The plot is eerily reminiscent of The Raid: Redemption, which has already made my mid-year worst-of list and is likely to earn a spot on my year-end list. On the same day Judge Dredd is assigned to evaluate a rookie Judge named Cassandra Anderson (Olivia Thirlby), who has psychic abilities, both respond to a triple homicide at a 200-story slum tower, where a merciless drug lord and former prostitute named Madeline Madrigal, or Ma-Ma (Lena Headey), has taken control. A feral woman with a scarred face and a propensity towards murder, torture, and mutilation, she orders the residents back into their units and for all available members of her clan to murder the Judges. She then has the building sealed off from any more intruders.
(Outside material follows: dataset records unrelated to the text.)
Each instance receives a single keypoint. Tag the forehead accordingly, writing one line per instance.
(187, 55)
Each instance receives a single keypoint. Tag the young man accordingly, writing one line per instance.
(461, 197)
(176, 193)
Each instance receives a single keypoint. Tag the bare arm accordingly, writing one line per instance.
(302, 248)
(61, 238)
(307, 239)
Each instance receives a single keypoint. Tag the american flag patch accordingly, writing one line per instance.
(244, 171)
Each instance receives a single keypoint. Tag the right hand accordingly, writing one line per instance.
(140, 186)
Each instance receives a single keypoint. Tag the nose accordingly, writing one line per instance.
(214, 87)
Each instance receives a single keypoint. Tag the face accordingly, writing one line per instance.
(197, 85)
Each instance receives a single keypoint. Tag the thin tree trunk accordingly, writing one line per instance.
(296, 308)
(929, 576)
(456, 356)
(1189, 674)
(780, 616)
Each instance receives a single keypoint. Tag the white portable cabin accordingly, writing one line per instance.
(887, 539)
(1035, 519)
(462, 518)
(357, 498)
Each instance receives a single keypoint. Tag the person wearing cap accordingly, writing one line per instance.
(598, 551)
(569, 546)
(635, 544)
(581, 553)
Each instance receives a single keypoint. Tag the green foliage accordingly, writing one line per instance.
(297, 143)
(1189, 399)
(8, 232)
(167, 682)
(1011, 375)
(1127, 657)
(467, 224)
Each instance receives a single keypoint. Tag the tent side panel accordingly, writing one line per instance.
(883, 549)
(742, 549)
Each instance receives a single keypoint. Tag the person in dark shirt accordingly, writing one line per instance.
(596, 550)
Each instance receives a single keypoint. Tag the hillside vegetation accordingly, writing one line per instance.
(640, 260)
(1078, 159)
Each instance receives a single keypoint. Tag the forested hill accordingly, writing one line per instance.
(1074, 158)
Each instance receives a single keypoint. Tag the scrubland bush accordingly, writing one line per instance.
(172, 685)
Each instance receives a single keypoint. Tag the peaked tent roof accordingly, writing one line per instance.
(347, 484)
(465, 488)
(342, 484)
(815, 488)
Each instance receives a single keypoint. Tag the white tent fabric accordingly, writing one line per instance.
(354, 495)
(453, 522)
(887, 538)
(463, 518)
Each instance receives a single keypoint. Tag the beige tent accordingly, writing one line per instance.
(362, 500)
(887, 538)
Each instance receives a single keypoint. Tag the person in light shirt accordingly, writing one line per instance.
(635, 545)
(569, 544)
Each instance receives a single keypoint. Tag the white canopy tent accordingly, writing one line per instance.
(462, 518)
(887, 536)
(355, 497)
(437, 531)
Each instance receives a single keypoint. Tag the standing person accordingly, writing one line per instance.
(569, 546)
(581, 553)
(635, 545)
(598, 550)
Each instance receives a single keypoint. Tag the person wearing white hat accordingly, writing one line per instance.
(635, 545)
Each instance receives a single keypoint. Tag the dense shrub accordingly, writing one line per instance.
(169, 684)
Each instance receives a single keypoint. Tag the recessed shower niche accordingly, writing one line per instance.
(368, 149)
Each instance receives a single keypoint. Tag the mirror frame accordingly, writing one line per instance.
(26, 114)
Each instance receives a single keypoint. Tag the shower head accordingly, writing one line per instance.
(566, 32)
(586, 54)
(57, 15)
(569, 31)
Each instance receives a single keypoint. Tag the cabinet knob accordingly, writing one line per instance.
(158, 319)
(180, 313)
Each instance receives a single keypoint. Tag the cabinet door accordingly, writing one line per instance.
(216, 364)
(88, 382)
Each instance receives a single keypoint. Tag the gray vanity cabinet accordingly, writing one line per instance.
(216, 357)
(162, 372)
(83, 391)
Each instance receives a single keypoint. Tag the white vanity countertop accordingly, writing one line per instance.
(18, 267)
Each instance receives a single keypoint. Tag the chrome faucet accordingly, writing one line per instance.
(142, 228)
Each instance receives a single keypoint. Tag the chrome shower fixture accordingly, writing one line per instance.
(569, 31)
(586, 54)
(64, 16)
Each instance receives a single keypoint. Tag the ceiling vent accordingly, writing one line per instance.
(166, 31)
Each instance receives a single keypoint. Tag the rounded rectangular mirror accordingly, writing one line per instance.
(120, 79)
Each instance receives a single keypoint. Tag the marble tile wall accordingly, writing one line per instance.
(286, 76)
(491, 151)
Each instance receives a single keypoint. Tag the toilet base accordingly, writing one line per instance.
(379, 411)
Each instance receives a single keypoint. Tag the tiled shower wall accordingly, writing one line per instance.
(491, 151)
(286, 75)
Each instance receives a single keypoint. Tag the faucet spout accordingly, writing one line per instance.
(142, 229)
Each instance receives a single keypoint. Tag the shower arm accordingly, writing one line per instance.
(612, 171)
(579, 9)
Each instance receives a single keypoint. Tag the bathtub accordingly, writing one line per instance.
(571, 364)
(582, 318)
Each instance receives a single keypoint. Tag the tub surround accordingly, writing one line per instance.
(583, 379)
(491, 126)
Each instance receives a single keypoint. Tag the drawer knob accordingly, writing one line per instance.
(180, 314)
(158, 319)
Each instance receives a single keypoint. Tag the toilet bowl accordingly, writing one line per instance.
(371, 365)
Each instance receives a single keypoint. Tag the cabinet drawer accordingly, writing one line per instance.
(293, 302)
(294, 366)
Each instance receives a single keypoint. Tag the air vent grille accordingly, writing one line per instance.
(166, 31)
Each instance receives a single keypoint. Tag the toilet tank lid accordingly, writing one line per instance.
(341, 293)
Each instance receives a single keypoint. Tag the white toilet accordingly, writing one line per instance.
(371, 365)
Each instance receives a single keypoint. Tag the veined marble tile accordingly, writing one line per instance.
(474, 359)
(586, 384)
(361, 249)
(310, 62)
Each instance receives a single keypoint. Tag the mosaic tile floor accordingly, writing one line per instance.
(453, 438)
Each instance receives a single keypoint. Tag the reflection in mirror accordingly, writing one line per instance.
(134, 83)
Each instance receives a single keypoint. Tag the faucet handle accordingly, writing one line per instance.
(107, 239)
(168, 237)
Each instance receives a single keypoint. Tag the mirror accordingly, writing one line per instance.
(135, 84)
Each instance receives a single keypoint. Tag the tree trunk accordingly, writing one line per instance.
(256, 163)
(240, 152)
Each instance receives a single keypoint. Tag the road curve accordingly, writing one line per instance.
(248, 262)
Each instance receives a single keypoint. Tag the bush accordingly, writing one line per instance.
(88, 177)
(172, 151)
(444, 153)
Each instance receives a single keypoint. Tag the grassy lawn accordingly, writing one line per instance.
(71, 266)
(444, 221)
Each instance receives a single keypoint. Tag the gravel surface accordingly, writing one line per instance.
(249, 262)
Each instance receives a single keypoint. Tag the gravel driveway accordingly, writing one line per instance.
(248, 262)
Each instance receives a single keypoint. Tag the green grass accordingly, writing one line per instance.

Dredd and Anderson make their way up the monstrous complex to Ma-Ma’s lair, repeatedly running into thugs with guns and getting into shootouts.
They eventually arrest Kay (Wood Harris), one of Ma-Ma’s hitmen, who spends the rest of his screen time believing what he does is no worse than what Dredd or any other Judge does. Admittedly, this character is given an especially good scene, one in which Anderson uses her mental abilities to bring him into his own mind and really mess with him. It only lasts around thirty seconds to a minute, and yet even that short amount of time is devoted to a clever premise, appropriately surreal images, and some deliciously witty zingers. If only the rest of the film had matched the appeal of that one scene, during which director Pete Travis and writer Alex Garland allowed the material to transcend itself. Rather than a bloody shoot-’em-up, they instead went for genuine craft.
Although I’m not recommending this movie, specific aspects of it are worthy of attention. Let me start by asserting that Karl Urban is an infinitely better actor than Sylvester Stallone; the revamped Judge Dredd character does occasionally work in a sardonic remark or two, but he’s no longer the comical, muscle-bound, action/adventure archetype he was in the 1995 film. Furthermore, in spite of my reservations with the 3D and the dingy color scheme, we are treated to some good visuals. One of my favorites is when Ma-Ma, high on a mind-altering synthetic drug called Slo-Mo, lays in a bathtub and lifts her right arm out of the water. And although I made a comparison to The Raid: Redemption, Dredd 3D is nowhere near as bad as that film. Nevertheless, it’s not all that good, either. I’m well aware that certain movies thrive on violence, but in this particular case, I see no reason why it had to as explicit as it was.